本の覚書

本と語学のはなし

「万葉集巻第二」藤原鎌足


 地震が起きた時は塾のビルの中にいた。危険を感じるほどの揺れではないが、不気味に長かった。今日は公立高校の合格発表があったので生徒らが大勢報告に来ていたけど、パニックにはならずに済んだ。
 みなさんのご無事をお祈りします。

95 あれはもや 安見児やすみこたり 皆人みなひとの 得かてにすといふ 安見児得たり

92 わたしは 安見児を得たぞ 皆の者が 得がたいと言っている 安見児を得たぞ


 安見児は采女(うねめ)であり、したがって天皇の私物であって、臣下は容易に近づくことができなかった。
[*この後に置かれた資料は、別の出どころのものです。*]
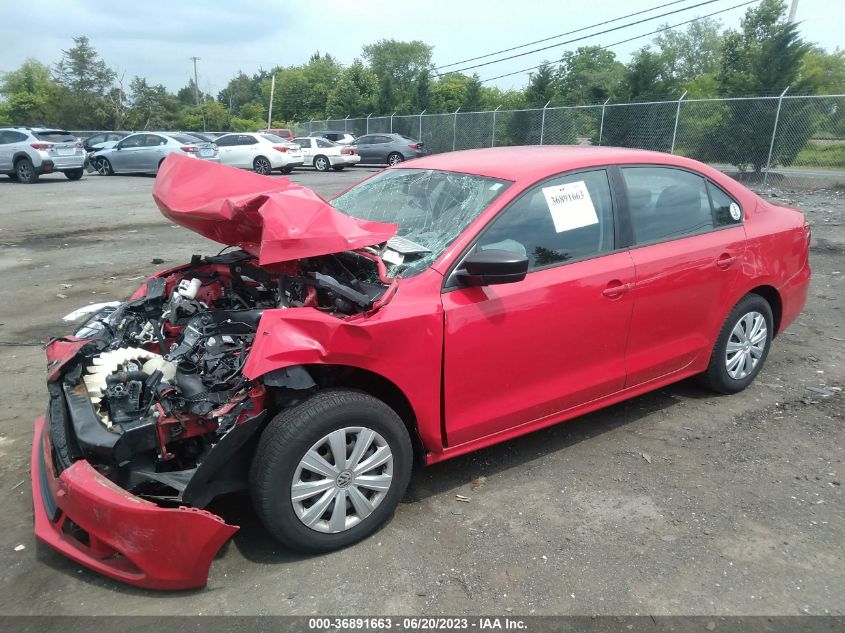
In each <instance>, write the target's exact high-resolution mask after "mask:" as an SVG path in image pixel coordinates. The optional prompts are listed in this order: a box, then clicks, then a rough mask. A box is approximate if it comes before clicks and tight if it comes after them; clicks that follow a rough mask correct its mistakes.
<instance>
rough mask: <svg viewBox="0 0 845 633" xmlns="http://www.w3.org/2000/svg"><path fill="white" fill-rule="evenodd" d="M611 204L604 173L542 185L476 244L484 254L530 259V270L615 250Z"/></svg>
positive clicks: (514, 206) (518, 203)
それを得た藤原鎌足が、全く技巧を用いずストレートに感情を詠んだ歌。実に得意げだ。
 犬養孝はこれを万葉的なおおらかさの一例として紹介していた。それで私も中学以来ずっと記憶している。しかし、実はよく理解していなかったことが判明したので、以下文法に関するメモをしておく。
 第4句の「かて」は補助動詞タ行下二段活用「かつ」の未然形。「〜できる、〜に耐える」の意だが、通常は下に打消しを伴って不可能や困難を表す。私は「得かて」だけで「得がたい」を意味するのだとばかり思っていた(原文も「得難」だけど)。次の「に」は、ずっと助詞と勘違いしていたが、打消しの助動詞「ず」の上代の連用形である。


 高校部の研修を受けてきた。やはりこちらの方が比較的自由に講義できる(難しい方へと脱線するのは控えようと思っているけど)。数学の無理強いさえなければ、居心地はいいだろう。
 昨日は授業見学もした。下位レベルのクラスだし、年度末ということもあるのだろうが、半分以上雑談だった。知識を授ける力ならある程度あるはずだと始めた塾講師だけど、もしかしたら、教える技術以上に教えない技術が必要な職業なのかもしれない。